The mouse Siglec15 gene was replaced by human SIGLEC15 coding sequence in B-hSIGLEC15 MC38 cells. Human SIGLEC15 is highly expressed on the surface of B-hSIGLEC15 MC38 cells.

Gene targeting strategy for B-hSIGLEC15 MC38.The partial exon 3~3’UTR of mouse Siglec15 gene were knocked out and human SIGLEC15 CDS was insert into mouse Siglec15 exon 3 in B-hSIGLEC15 MC38. 

The SIGLEC15 expression analysis in B-hSIGLEC15 MC38 cells by flow cytometry. Single cells were collected from wild-type MC38 and B-hSIGLEC15 MC38 cells, and analyzed by flow cytometry with species-specific anti-SIGLEC15 antibody (in house). Human SIGLEC15 was exclusively detectable in B-hSIGLEC15 MC38 cells but not wild-type MC38 cells. The 3-D10 clone of B-hSIGLEC15 MC38 cells was used for in vivo experiments.

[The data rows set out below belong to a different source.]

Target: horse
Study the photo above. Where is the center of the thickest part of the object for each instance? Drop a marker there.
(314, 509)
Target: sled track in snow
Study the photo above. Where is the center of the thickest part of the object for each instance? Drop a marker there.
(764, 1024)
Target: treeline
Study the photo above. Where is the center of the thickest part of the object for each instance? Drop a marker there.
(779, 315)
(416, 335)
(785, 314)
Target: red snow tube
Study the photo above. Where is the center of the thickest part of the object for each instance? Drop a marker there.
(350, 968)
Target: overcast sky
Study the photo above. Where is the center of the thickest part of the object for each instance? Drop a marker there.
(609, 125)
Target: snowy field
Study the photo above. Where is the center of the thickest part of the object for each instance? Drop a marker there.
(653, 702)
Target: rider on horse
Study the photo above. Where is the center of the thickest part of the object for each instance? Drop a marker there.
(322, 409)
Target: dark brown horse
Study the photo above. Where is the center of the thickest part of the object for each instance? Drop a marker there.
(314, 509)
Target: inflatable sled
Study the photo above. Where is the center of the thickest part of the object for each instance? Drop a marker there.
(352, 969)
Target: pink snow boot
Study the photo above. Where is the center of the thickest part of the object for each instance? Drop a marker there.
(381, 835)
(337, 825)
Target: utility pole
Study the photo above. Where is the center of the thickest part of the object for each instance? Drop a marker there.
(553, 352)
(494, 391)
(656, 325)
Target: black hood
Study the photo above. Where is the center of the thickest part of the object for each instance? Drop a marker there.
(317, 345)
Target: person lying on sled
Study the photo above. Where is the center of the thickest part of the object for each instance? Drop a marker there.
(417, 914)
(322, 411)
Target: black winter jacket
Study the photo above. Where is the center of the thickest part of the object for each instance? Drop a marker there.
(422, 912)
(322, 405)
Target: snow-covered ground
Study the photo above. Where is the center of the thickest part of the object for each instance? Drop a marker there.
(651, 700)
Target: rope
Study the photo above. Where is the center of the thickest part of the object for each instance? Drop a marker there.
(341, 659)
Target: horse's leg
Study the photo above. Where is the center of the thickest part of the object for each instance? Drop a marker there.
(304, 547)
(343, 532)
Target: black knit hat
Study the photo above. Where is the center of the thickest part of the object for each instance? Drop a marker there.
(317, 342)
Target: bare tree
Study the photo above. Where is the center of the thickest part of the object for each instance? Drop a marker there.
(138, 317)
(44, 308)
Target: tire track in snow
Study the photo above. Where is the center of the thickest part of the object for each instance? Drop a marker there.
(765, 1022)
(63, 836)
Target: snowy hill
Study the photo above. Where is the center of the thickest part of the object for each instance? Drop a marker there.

Subcutaneous homograft tumor growth of B-hSIGLEC15 MC38 cells. B-hSIGLEC15 MC38 cells (1x10⁶) and wild-type MC38 cells (5x10⁵ ) were subcutaneously implanted into the B-hSIGLEC15 mice (female, 8-week-old, n=6). Tumor volume and body weight were measured twice a week. (A) Average tumor volume ± SEM. (B)  Body weight (Mean± SEM). Volume was expressed in mm³ using the formula: V=0.5 X long diameter X short diameter². As shown in panel A, B-hSIGLEC15 MC38 cells were able to establish tumors in vivo and can be used for efficacy studies.